For a services business like Diffian, this creates real pricing flexibility. We can deliver senior-level engineering work at rates that reflect our actual cost base — which means we're competitive on price without compromising on quality. The savings flow through to clients rather than being absorbed by London office costs and inflated salaries.
This isn't a race to the bottom. It's a structural advantage from operating in a city where talented engineers can afford to live well without demanding London-level compensation. Everyone benefits: the engineers, the company, and the clients.
Same Timezone as Europe
This sounds obvious, but it matters more than people realise. Operating on GMT/BST means we're in the same timezone as clients across the UK, Ireland, France, Germany, Spain, the Netherlands, and most of Central Europe. We're one hour behind Poland, the Czech Republic, and most of Scandinavia. We're aligned with the core of the European business day without the timezone friction that comes with nearshore teams in Eastern Europe or offshore teams in Asia.
For the kind of close collaboration that production engineering requires — where you're working alongside a client's team, responding to incidents, making infrastructure decisions in real time — being in the same timezone is not a minor convenience. It's the difference between a partnership and a ticket-and-wait relationship.
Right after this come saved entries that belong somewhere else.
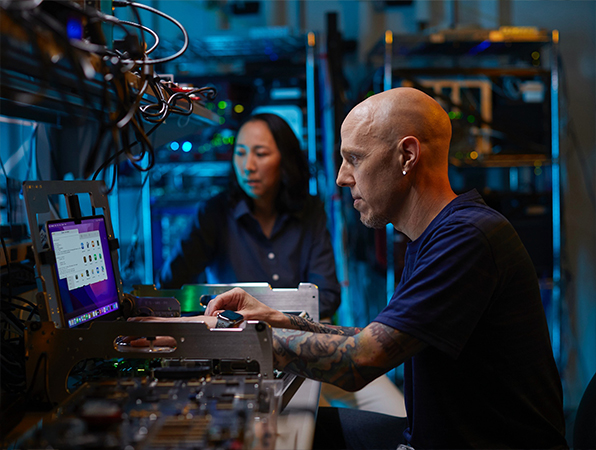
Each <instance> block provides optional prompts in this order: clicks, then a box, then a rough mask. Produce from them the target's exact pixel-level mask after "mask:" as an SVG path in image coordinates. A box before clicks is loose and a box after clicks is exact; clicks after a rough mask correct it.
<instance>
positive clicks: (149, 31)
mask: <svg viewBox="0 0 596 450" xmlns="http://www.w3.org/2000/svg"><path fill="white" fill-rule="evenodd" d="M120 23H121V24H124V25H129V26H131V27H136V28H140V29H142V30H143V31H146V32H147V33H149V34H150V35H151V36H152V37H153V39H155V43H154V44H153V47H151V48H150V49H148V50H146V51H145V54H146V55H148V54H150V53H152V52H153V51H154V50H155V49H156V48H157V46H158V45H159V36H158V35H157V33H156V32H155V31H153V30H152V29H151V28H149V27H146V26H145V25H141V24H139V23H135V22H128V21H126V20H121V21H120Z"/></svg>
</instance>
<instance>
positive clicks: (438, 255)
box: [375, 191, 567, 450]
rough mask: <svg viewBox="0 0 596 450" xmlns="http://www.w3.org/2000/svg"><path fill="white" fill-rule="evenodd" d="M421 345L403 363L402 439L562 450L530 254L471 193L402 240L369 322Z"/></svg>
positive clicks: (537, 287)
mask: <svg viewBox="0 0 596 450" xmlns="http://www.w3.org/2000/svg"><path fill="white" fill-rule="evenodd" d="M375 321H376V322H380V323H383V324H385V325H388V326H390V327H392V328H395V329H398V330H400V331H403V332H405V333H408V334H410V335H412V336H414V337H416V338H418V339H420V340H422V341H424V342H426V343H427V344H429V347H427V348H426V349H425V350H423V351H422V352H420V353H419V354H417V355H415V356H414V357H413V358H411V359H410V360H409V361H407V362H406V363H405V364H404V395H405V398H406V409H407V413H408V428H407V429H406V431H405V436H406V438H407V439H408V441H409V442H410V444H411V445H412V446H413V447H414V448H416V450H421V449H439V448H440V449H448V448H457V449H464V448H483V449H489V448H499V449H505V448H533V449H538V448H540V449H547V448H549V449H550V448H567V444H566V441H565V438H564V434H565V423H564V416H563V401H562V388H561V381H560V377H559V373H558V371H557V368H556V365H555V362H554V358H553V354H552V348H551V344H550V338H549V332H548V327H547V322H546V317H545V314H544V309H543V306H542V302H541V298H540V291H539V287H538V280H537V277H536V273H535V269H534V267H533V265H532V261H531V259H530V257H529V255H528V253H527V251H526V250H525V248H524V246H523V244H522V242H521V241H520V239H519V237H518V235H517V233H516V232H515V230H514V229H513V227H512V226H511V224H510V223H509V222H508V221H507V220H506V219H505V218H504V217H503V216H502V215H501V214H499V213H498V212H496V211H494V210H493V209H491V208H489V207H488V206H486V204H485V203H484V202H483V200H482V198H481V197H480V195H479V194H478V193H477V192H476V191H471V192H468V193H466V194H463V195H460V196H458V197H457V198H456V199H454V200H453V201H452V202H451V203H449V205H447V206H446V207H445V208H444V209H443V210H442V211H441V213H440V214H439V215H438V216H437V217H435V219H434V220H433V221H432V222H431V224H430V225H429V226H428V227H427V229H426V230H425V231H424V233H423V234H422V235H421V236H420V237H419V238H418V239H416V240H415V241H413V242H410V243H409V244H408V248H407V251H406V256H405V267H404V271H403V274H402V277H401V280H400V283H399V285H398V286H397V289H396V290H395V293H394V294H393V297H392V299H391V301H390V302H389V304H388V305H387V307H386V308H385V309H384V310H383V311H382V312H381V313H380V314H379V315H378V317H377V318H376V319H375Z"/></svg>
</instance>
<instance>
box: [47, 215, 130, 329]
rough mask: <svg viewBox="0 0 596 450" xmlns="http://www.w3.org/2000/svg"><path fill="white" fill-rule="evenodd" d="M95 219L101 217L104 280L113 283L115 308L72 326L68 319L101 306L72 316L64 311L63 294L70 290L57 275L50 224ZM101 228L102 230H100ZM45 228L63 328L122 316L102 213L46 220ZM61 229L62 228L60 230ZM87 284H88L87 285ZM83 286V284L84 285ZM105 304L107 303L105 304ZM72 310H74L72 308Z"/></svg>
mask: <svg viewBox="0 0 596 450" xmlns="http://www.w3.org/2000/svg"><path fill="white" fill-rule="evenodd" d="M96 219H101V220H100V221H99V223H101V225H100V230H99V232H100V240H101V244H102V247H103V246H105V251H104V252H103V254H104V264H105V266H106V271H107V272H108V278H107V279H106V280H103V281H106V282H110V281H109V280H110V278H111V279H112V282H111V283H113V286H112V287H113V289H114V291H115V294H116V299H115V301H116V302H117V308H116V309H115V310H113V311H110V312H108V313H106V314H103V315H101V316H97V317H94V318H92V319H89V320H86V321H84V322H82V323H79V324H75V325H73V326H70V325H69V323H68V321H69V320H70V319H72V318H74V317H78V316H80V315H81V314H84V313H85V312H91V311H93V310H94V309H96V308H98V307H101V306H97V305H96V307H95V308H91V309H88V310H87V311H83V310H81V309H79V312H77V313H75V314H74V315H73V316H72V317H68V316H69V315H70V314H71V313H66V307H65V305H66V301H65V300H64V299H63V296H64V295H70V292H71V291H70V290H69V289H68V286H67V285H66V284H65V283H66V282H65V281H62V280H60V278H59V275H58V264H57V261H56V254H55V249H54V242H53V239H52V233H54V232H53V231H52V232H50V225H52V224H63V225H70V224H72V225H79V224H81V223H83V222H85V221H88V220H96ZM102 229H103V230H102ZM45 230H46V236H47V242H48V245H49V248H50V249H51V250H52V254H53V256H54V258H53V262H52V264H50V266H51V267H52V274H53V277H54V285H55V287H56V289H55V292H56V295H57V297H58V299H57V300H58V304H59V307H60V319H61V321H62V324H61V325H62V326H63V327H64V328H85V327H88V326H89V324H91V323H92V322H95V321H98V320H101V321H110V320H115V319H117V318H118V317H121V316H122V311H121V303H122V302H121V298H120V290H119V288H118V280H117V279H116V274H117V272H116V270H115V268H114V260H113V258H112V252H111V250H110V246H109V240H108V231H107V226H106V219H105V216H103V215H93V216H85V217H81V218H78V219H74V218H66V219H55V220H48V221H47V222H46V224H45ZM60 231H63V230H60ZM102 231H103V233H102ZM110 271H111V276H110ZM87 286H89V285H87ZM84 287H85V286H84ZM84 287H80V288H77V289H83V288H84ZM68 301H69V302H71V300H70V299H69V300H68ZM106 305H107V304H106ZM106 305H102V306H106ZM73 311H74V310H73Z"/></svg>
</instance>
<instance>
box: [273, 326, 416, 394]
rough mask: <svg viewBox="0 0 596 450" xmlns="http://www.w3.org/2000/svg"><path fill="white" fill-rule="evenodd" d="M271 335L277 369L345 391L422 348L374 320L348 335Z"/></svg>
mask: <svg viewBox="0 0 596 450" xmlns="http://www.w3.org/2000/svg"><path fill="white" fill-rule="evenodd" d="M315 325H316V324H315ZM324 328H325V329H327V328H328V327H327V326H324ZM348 330H349V329H348ZM273 337H274V339H273V340H274V343H273V358H274V365H275V367H276V368H277V369H279V370H282V371H285V372H290V373H294V374H297V375H301V376H304V377H307V378H312V379H314V380H318V381H325V382H328V383H332V384H335V385H336V386H339V387H341V388H343V389H346V390H349V391H352V390H358V389H360V388H362V387H363V386H365V385H366V384H368V383H369V382H371V381H372V380H374V379H375V378H377V377H378V376H380V375H382V374H383V373H385V372H387V371H388V370H390V369H392V368H393V367H396V366H398V365H399V364H401V363H403V362H404V361H405V360H406V359H408V358H410V357H411V356H413V355H414V354H416V353H418V352H419V351H421V350H422V349H424V348H425V347H426V344H424V343H423V342H422V341H420V340H418V339H416V338H414V337H412V336H410V335H408V334H406V333H402V332H400V331H398V330H396V329H394V328H391V327H388V326H387V325H383V324H381V323H378V322H373V323H371V324H370V325H368V326H367V327H366V328H364V329H362V330H361V331H360V332H359V333H353V334H348V335H346V334H339V333H333V334H332V333H330V332H312V331H303V330H285V329H274V330H273Z"/></svg>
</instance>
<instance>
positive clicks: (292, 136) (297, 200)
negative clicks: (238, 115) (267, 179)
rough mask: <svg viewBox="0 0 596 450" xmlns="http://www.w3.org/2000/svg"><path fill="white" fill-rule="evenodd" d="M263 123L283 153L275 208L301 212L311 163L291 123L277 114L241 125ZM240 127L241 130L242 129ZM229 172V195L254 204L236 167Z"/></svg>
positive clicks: (249, 121)
mask: <svg viewBox="0 0 596 450" xmlns="http://www.w3.org/2000/svg"><path fill="white" fill-rule="evenodd" d="M259 121H260V122H264V123H265V124H266V125H267V127H268V128H269V131H271V134H272V135H273V139H274V140H275V143H276V144H277V148H278V149H279V152H280V153H281V167H280V168H281V185H280V187H279V192H278V194H277V199H276V202H275V207H276V209H277V210H278V212H284V211H299V210H300V209H302V206H303V204H304V201H305V199H306V198H307V196H308V179H309V171H308V162H307V160H306V156H305V155H304V152H303V151H302V149H301V148H300V142H299V141H298V138H297V137H296V134H295V133H294V131H293V130H292V128H290V126H289V125H288V123H287V122H286V121H285V120H284V119H282V118H281V117H279V116H278V115H275V114H269V113H262V114H254V115H252V116H250V117H249V118H248V119H247V120H246V121H245V122H243V123H242V125H241V126H240V128H242V126H244V125H245V124H247V123H250V122H259ZM240 128H239V130H240ZM233 165H234V161H233V159H232V171H231V173H230V196H231V198H232V201H233V202H234V203H236V202H238V201H239V200H240V199H241V198H244V199H246V200H247V201H248V203H249V205H251V207H252V199H251V198H250V197H249V196H248V195H246V193H245V192H244V191H243V190H242V188H241V187H240V185H239V184H238V180H237V179H236V173H235V171H234V168H233Z"/></svg>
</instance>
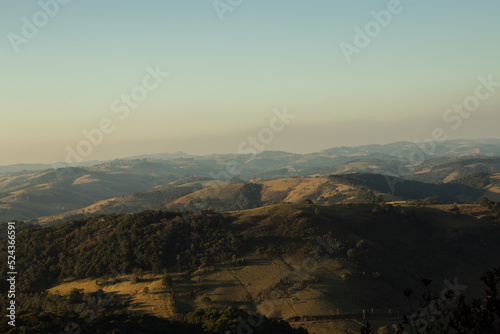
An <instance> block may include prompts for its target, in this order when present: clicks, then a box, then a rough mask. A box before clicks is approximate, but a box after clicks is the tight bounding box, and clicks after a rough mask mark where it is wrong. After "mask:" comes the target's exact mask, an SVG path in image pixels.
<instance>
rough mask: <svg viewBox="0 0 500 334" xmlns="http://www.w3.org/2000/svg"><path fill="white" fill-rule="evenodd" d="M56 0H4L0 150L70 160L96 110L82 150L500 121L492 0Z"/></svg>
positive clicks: (399, 137) (98, 153) (479, 135)
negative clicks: (278, 121) (86, 142)
mask: <svg viewBox="0 0 500 334" xmlns="http://www.w3.org/2000/svg"><path fill="white" fill-rule="evenodd" d="M59 1H60V2H62V3H64V4H61V3H60V2H56V0H42V1H24V0H2V1H1V2H0V34H1V35H2V36H3V37H2V38H1V39H0V55H1V61H0V85H1V86H0V91H1V98H0V110H1V112H2V118H1V122H0V139H1V140H0V152H1V154H0V165H3V164H11V163H21V162H44V163H50V162H53V161H65V159H66V157H67V153H68V151H67V149H68V147H71V148H72V149H74V150H75V152H77V149H78V144H79V143H80V142H81V141H82V140H87V139H86V137H85V135H84V134H83V133H82V131H83V130H87V131H91V130H92V129H95V128H98V127H99V124H100V123H101V122H104V123H106V122H108V123H107V124H105V126H104V128H106V129H107V132H108V133H103V136H102V143H99V142H100V141H101V138H100V137H99V136H98V135H96V137H94V140H95V141H96V143H98V144H95V145H94V144H91V148H90V149H89V148H88V147H86V146H85V145H83V146H80V149H81V150H82V151H81V152H84V151H85V150H87V151H85V152H86V156H83V154H82V159H84V160H95V159H112V158H117V157H123V156H129V155H136V154H144V153H158V152H175V151H184V152H186V153H191V154H208V153H225V152H233V153H237V152H238V151H239V150H238V148H239V147H240V148H241V147H249V146H248V145H247V146H245V145H246V144H245V145H243V144H242V143H244V142H245V141H246V140H248V137H249V136H256V137H257V138H259V137H258V135H259V133H261V136H264V137H263V138H267V139H266V141H267V142H266V143H265V144H264V143H263V142H259V145H261V147H263V148H264V149H266V150H285V151H293V152H300V153H304V152H314V151H319V150H322V149H325V148H329V147H335V146H340V145H350V146H354V145H360V144H368V143H381V144H383V143H388V142H393V141H398V140H409V141H414V140H416V139H417V140H425V139H428V138H430V137H431V133H432V131H433V130H434V129H436V128H442V129H443V131H444V132H445V133H446V135H447V136H448V137H449V138H474V137H495V138H499V137H500V133H499V128H498V125H499V124H500V87H494V85H493V87H492V86H490V87H489V88H490V90H488V88H487V87H484V85H483V86H481V87H480V85H481V81H480V80H479V79H478V78H479V77H481V76H482V77H483V78H484V79H485V80H488V76H492V78H493V81H495V82H500V66H499V65H500V43H499V42H500V20H499V19H498V17H499V14H500V2H499V1H498V0H490V1H488V0H484V1H463V0H441V1H436V0H413V1H410V0H401V1H400V4H399V5H397V3H395V2H394V1H334V0H315V1H310V0H287V1H284V0H242V1H240V3H239V4H238V1H237V0H231V1H230V0H220V1H218V2H213V1H211V0H205V1H199V0H198V1H189V0H176V1H174V0H157V1H152V0H142V1H138V0H136V1H132V0H119V1H118V0H114V1H111V0H108V1H104V0H85V1H84V0H73V1H68V0H65V1H63V0H59ZM66 2H67V3H66ZM214 3H215V4H216V5H217V6H218V7H217V8H218V10H217V8H216V7H215V6H214ZM231 3H232V4H233V5H231ZM54 4H57V7H58V8H57V7H55V6H54ZM43 8H45V9H43ZM224 10H225V11H224ZM372 11H375V12H377V13H379V14H378V19H379V21H380V23H374V22H377V21H376V18H375V16H377V15H374V14H373V13H372ZM380 11H383V12H380ZM47 13H48V14H47ZM387 13H389V14H390V18H389V17H388V16H387ZM221 18H223V20H222V19H221ZM357 27H358V28H360V29H361V30H365V28H367V29H368V33H369V35H371V36H369V35H365V36H361V37H360V36H357V35H358V34H359V30H356V28H357ZM370 29H371V30H370ZM363 34H366V32H365V33H363ZM355 39H356V41H355ZM367 39H368V40H367ZM342 43H344V44H342ZM346 45H349V47H347V48H348V49H346ZM342 46H343V47H342ZM343 50H344V51H343ZM345 50H350V51H351V52H353V53H352V54H351V56H350V57H346V56H345ZM353 50H355V51H353ZM347 58H350V61H348V59H347ZM148 68H149V70H148ZM157 68H158V69H160V71H163V72H168V73H169V75H168V77H159V80H158V82H160V81H162V82H161V83H157V81H155V80H154V78H152V77H148V76H150V74H149V72H151V71H154V70H155V69H157ZM145 79H146V81H144V80H145ZM146 86H147V87H148V89H150V90H145V88H144V87H146ZM477 91H479V94H480V96H481V99H480V100H479V99H477V98H476V99H475V100H474V98H470V97H471V96H475V94H477ZM132 92H134V93H135V94H136V95H135V96H137V97H138V98H139V97H140V99H143V98H144V100H142V101H139V100H137V101H135V102H134V100H132V101H131V102H130V101H129V102H128V103H129V105H128V106H129V107H127V104H126V102H124V101H122V98H123V97H124V96H126V95H129V96H130V95H131V93H132ZM144 92H147V96H144V95H141V94H143V93H144ZM486 95H488V96H487V97H485V96H486ZM132 99H133V98H132ZM478 100H479V105H478V106H474V101H476V102H477V101H478ZM464 101H467V102H469V103H472V104H469V105H472V106H473V107H474V111H473V112H471V113H465V114H464V115H467V116H461V114H459V113H458V112H456V111H453V112H449V113H448V114H446V111H447V109H449V108H452V107H453V106H454V105H455V104H457V105H460V104H463V103H464ZM136 102H137V103H136ZM136 104H137V105H136ZM132 105H133V106H134V107H135V108H131V107H130V106H132ZM127 108H128V110H126V109H127ZM284 108H286V110H287V112H288V113H289V114H293V115H294V116H295V118H293V119H289V124H288V125H287V126H286V127H285V128H283V127H281V126H280V123H275V124H274V128H276V127H277V125H276V124H278V125H279V129H280V130H281V131H280V132H274V133H273V134H272V136H273V137H274V138H272V139H273V140H268V139H269V138H270V137H269V136H270V134H269V131H267V132H261V130H262V129H263V128H266V127H267V128H269V126H270V121H271V120H272V119H273V117H275V114H274V113H273V110H275V109H277V110H283V109H284ZM126 112H129V113H128V116H127V117H124V115H125V113H126ZM443 116H445V117H446V118H447V119H448V121H445V120H444V119H443ZM457 117H458V118H460V119H457ZM106 119H108V120H109V121H106ZM103 120H104V121H103ZM109 122H112V124H111V123H109ZM460 122H461V123H460ZM459 123H460V124H459ZM111 129H112V130H111ZM94 133H95V132H94ZM265 136H267V137H265ZM241 145H243V146H241Z"/></svg>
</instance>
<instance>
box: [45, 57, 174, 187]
mask: <svg viewBox="0 0 500 334" xmlns="http://www.w3.org/2000/svg"><path fill="white" fill-rule="evenodd" d="M146 72H147V74H146V75H145V76H144V77H143V80H142V84H140V85H137V86H135V87H133V88H132V89H131V90H130V92H129V93H123V94H121V96H120V97H119V98H117V99H115V100H114V101H113V102H112V103H111V105H110V109H111V112H113V113H114V114H117V116H118V118H119V120H120V121H124V120H126V119H127V118H128V117H129V115H130V112H131V111H132V110H133V109H137V108H138V107H139V106H140V103H141V102H143V101H144V100H145V99H146V98H147V97H148V96H149V94H150V93H151V92H152V91H154V90H155V89H157V88H158V87H159V86H160V85H161V84H162V83H163V81H164V80H165V78H167V77H168V76H169V73H167V72H163V71H162V70H161V69H160V68H159V66H158V65H157V66H156V67H155V68H152V67H151V66H147V67H146ZM115 129H116V122H115V121H113V120H112V119H111V118H107V117H105V118H102V119H101V120H100V121H99V122H98V124H97V126H96V127H95V128H93V129H90V130H88V129H83V130H82V135H83V137H84V139H82V140H80V141H79V142H78V143H77V144H76V145H75V146H70V145H67V146H66V163H65V164H63V163H53V164H52V167H53V168H56V169H57V170H58V171H59V170H60V169H61V168H64V167H69V166H70V164H71V163H75V162H76V163H79V162H82V161H83V159H84V158H85V157H88V156H90V155H91V154H92V152H93V151H94V149H95V148H96V147H98V146H100V145H101V144H102V143H103V142H104V138H105V136H106V135H109V134H111V133H112V132H113V131H114V130H115ZM59 176H60V175H58V178H59Z"/></svg>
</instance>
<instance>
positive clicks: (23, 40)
mask: <svg viewBox="0 0 500 334" xmlns="http://www.w3.org/2000/svg"><path fill="white" fill-rule="evenodd" d="M70 2H71V0H40V1H38V6H39V7H40V10H39V11H37V12H36V13H35V14H33V16H32V17H31V19H30V18H27V17H26V16H24V17H23V18H22V19H21V23H22V26H21V31H20V33H19V34H18V33H14V32H10V33H8V34H7V39H8V40H9V42H10V45H11V46H12V49H13V50H14V52H15V53H16V54H17V53H19V51H20V50H19V47H20V46H21V45H26V44H28V43H29V42H30V41H31V40H32V39H33V38H35V37H36V36H37V35H38V33H39V32H40V29H42V28H44V27H45V26H47V24H49V22H50V20H51V19H53V18H54V17H55V16H56V15H57V14H59V12H60V10H61V6H64V5H67V4H68V3H70Z"/></svg>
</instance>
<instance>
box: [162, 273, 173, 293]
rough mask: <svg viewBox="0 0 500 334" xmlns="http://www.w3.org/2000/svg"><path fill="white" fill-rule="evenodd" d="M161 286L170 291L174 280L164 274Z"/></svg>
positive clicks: (172, 285) (167, 275)
mask: <svg viewBox="0 0 500 334" xmlns="http://www.w3.org/2000/svg"><path fill="white" fill-rule="evenodd" d="M161 282H162V285H163V287H164V288H165V290H167V291H169V292H171V291H172V290H173V288H174V281H173V280H172V277H170V276H168V275H165V276H163V279H162V280H161Z"/></svg>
Why We Chose Cardiff for Diffian
I'm from Wales. That's the honest first answer. I grew up here, studied here, and built most of my career here. When I started Diffian, it would have felt strange to parachute into London to build a company when everything I needed was available at home.
But beyond personal attachment, Cardiff made strategic sense. The talent pool is strong and growing. The cost base creates pricing flexibility. The quality of life means lower attrition — people don't leave Cardiff for the same reasons they leave London. The digital connectivity is excellent. And there's genuine civic pride in building something meaningful here, which has a real effect on culture and morale.
The Cloudavian track record — which Diffian builds on — was built primarily from Cardiff. The clients we've worked with are distributed across the UK and Europe. None of them have cared that we're in Cardiff. Several of them have remarked that they wish more of their suppliers operated the way we do: with the responsiveness and quality standards of a premium London firm, and pricing that reflects a more sensible cost base.
What This Means for Our Clients
In practice, being Cardiff-based means our clients get a team that is senior-led (because we can afford to hire senior engineers at sustainable rates), highly responsive (same timezone, small team, no bureaucracy), and genuinely invested in long-term relationships (we're not burning through engineers who move on after 12 months chasing London offers).
It also means we're building something in Wales that we're proud of. We hire locally where we can. We attend the Cardiff tech community events. We're invested in the ecosystem getting better — because we live and work here, and we want the city to succeed.
That's not a marketing point. It's just what happens when you build a company in a place you actually care about.